Ob die Spülmaschine spinnt oder das Handy, ein Versandhaus nicht liefert oder der Satellitenempfang streikt: Wer einen Kundendienst anruft, wird mit einem Helfer im fernen Indien oder China verbunden, der freundlich aber ungelenk durch sein Manuskript stolpert. Den ohnehin frustrierten Kunden nervt das, und für die Wirtschaft ist es auch ein Problem.
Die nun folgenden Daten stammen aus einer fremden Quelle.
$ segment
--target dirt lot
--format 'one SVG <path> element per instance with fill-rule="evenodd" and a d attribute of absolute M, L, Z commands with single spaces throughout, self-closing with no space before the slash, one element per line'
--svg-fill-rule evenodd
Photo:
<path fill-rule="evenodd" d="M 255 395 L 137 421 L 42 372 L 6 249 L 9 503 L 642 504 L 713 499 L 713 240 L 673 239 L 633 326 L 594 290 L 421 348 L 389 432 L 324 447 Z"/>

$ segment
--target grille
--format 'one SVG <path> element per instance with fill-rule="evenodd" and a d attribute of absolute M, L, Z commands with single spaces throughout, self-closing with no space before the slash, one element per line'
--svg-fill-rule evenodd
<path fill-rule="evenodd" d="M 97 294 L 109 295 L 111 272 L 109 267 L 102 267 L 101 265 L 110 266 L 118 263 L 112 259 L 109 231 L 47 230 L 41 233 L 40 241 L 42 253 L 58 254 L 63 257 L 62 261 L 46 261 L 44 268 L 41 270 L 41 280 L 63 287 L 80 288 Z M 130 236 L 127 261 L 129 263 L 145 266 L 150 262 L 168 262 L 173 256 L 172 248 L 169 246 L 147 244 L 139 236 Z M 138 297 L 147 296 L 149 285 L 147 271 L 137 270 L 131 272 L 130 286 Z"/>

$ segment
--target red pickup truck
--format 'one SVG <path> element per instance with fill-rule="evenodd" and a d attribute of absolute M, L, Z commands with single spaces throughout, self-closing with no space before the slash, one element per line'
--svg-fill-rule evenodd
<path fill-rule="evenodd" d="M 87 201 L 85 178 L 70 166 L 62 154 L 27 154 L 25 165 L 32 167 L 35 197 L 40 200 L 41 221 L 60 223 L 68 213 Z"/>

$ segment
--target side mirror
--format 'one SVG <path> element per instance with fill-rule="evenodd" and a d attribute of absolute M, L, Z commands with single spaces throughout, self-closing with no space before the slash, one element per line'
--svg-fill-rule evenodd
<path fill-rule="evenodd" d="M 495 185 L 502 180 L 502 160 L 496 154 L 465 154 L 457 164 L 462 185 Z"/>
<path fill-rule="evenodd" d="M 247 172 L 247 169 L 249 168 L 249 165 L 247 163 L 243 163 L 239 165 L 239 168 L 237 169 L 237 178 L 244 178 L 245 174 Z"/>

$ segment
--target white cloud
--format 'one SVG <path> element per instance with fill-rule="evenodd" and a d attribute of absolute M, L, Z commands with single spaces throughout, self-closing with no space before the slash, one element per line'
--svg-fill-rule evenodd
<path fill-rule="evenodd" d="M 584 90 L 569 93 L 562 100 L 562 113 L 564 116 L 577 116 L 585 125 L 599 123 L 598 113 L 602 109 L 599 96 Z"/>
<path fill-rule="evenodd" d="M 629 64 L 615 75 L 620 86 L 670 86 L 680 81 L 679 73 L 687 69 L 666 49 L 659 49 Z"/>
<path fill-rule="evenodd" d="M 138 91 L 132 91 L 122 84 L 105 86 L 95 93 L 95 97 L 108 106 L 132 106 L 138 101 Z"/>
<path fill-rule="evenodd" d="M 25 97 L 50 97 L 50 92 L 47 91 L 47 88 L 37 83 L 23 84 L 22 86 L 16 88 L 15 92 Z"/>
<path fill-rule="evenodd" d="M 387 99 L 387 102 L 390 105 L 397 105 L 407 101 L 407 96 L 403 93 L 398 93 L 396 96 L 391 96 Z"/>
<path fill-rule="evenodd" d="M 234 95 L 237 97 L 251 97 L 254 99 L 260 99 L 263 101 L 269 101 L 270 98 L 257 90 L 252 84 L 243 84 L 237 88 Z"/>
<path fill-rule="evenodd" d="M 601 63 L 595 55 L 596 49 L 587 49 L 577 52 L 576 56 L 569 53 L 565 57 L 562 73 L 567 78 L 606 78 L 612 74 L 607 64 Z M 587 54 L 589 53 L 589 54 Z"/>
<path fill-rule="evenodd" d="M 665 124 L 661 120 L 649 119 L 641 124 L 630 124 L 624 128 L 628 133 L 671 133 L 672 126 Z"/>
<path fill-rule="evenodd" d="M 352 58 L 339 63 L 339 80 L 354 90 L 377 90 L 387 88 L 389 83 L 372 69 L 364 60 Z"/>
Vor allem in ländlichen Gegenden in ganz Amerika ist man seit Jahren verbittert über den Service aus Übersee. Dass die billigen Arbeitskräfte in Bangalore oder Guangzhou die Sprache des Kunden kaum können, ist dabei nur ein Ärgernis. Viel schlimmer ist, dass das Outsourcing der Telefonzentralen zigtausende von amerikanischen Arbeitsplätzen vernichtet hat. Doch jetzt scheint sich das Blatt zu wenden.

Lange nachdem Amerika von Outsourcing die Nase voll hat, kommt nämlich jetzt das Insourcing. So hat die indische Tata Group, die Callcenter für Kunden aus allen Branchen betreut, jüngst einen riesigen Komplex mitten in Ohio angemietet. Für Unternehmen, die ihren Kunden den mühsamen Weg durchs nicht englisch sprechende Ausland ersparen wollen, nehmen hier 250 amerikanische Mitarbeiter den Hörer ab.

Sie kümmern sich um die Kundensorgen von, beispielsweise, Expedia.com, wo man dafür gernen einen Aufpreis zahlt. Für das Online-Reisebüro zahle sich das aus, sagt ein Firmensprecher. Denn die Mitarbeiter am Telefon bräuchten nun einmal tiefgreifende Kenntnisse über die amerikanische Geographie, um Kunden bei der Buchung von Flügen wirklich helfen zu können.

Andere Unternehmen haben andere Gründe, warum sie einen Teil des „Customer Service“ im eigenen Land behalten wollen. Die einen tun es, um Premiumkunden zu betreuen, die anderen für telefonische Härtefälle, in denen Rücksprache mit oder Überwachung durch die Firmenzentrale vielleicht von Vorteil sein kann. Bei Tata reagiert man mit dem Business in Ohio jedenfalls auf eine deutliche Verschiebung der Kundenbedürfnisse.

Globalwirtschaftlich findet damit ein interessanter Wechsel statt. Zwar ist es nicht das erste Mal, dass ausländische Konzerne in Amerika bauen und heuern. Immerhin arbeiten bereits 5,1 Millionen Amis unter fremder Flagge. Doch war es bisher vor allem das Produzierende Gewerbe, wo Konzerne aus aller Welt Produkte für den amerikanischen Markt vor Ort herstellen wollten. Bestes Beispiel dafür: die Automobilindustrie, in der sich Mercedes-Benz, Toyota und andere „Global Player“ längst zwischen New York und Kalifornien breit gemacht haben.

Dass nun der Dienstleistungsbereich verstärkt nach Amerika zurück kommt ist neu – und kommt gut an. Vor allem weil Unternehmen wie Tata Group alles dafür tun, das negative Image loszuwerden, das der Branche bisher anhaftete. Callcenter-Betreiber sollen nicht länger als Arbeitsplatzvernichter und Billigheimer dastehen, und entsprechend gibt man den guten „Corporate Citizen“, der sich am öffentlichen Leben beteiligt und auf sonst großzügig ist. Die Tata Group ließ ihre Mitarbeiter jüngst einen Kinderspielplatz renovieren, man fährt in der örtlichen Thanksgiving-Parade mit, und man spendete 500 Dollar an die Familie eines Mitarbeiters, der bei einem Autounfall verletzt worden war.

Solche Nachbarn hat man in Ohio gerne. Die Inder sind als Arbeitgeber beliebt, und so scheint das Konzept vom Insourcing aufzugehen.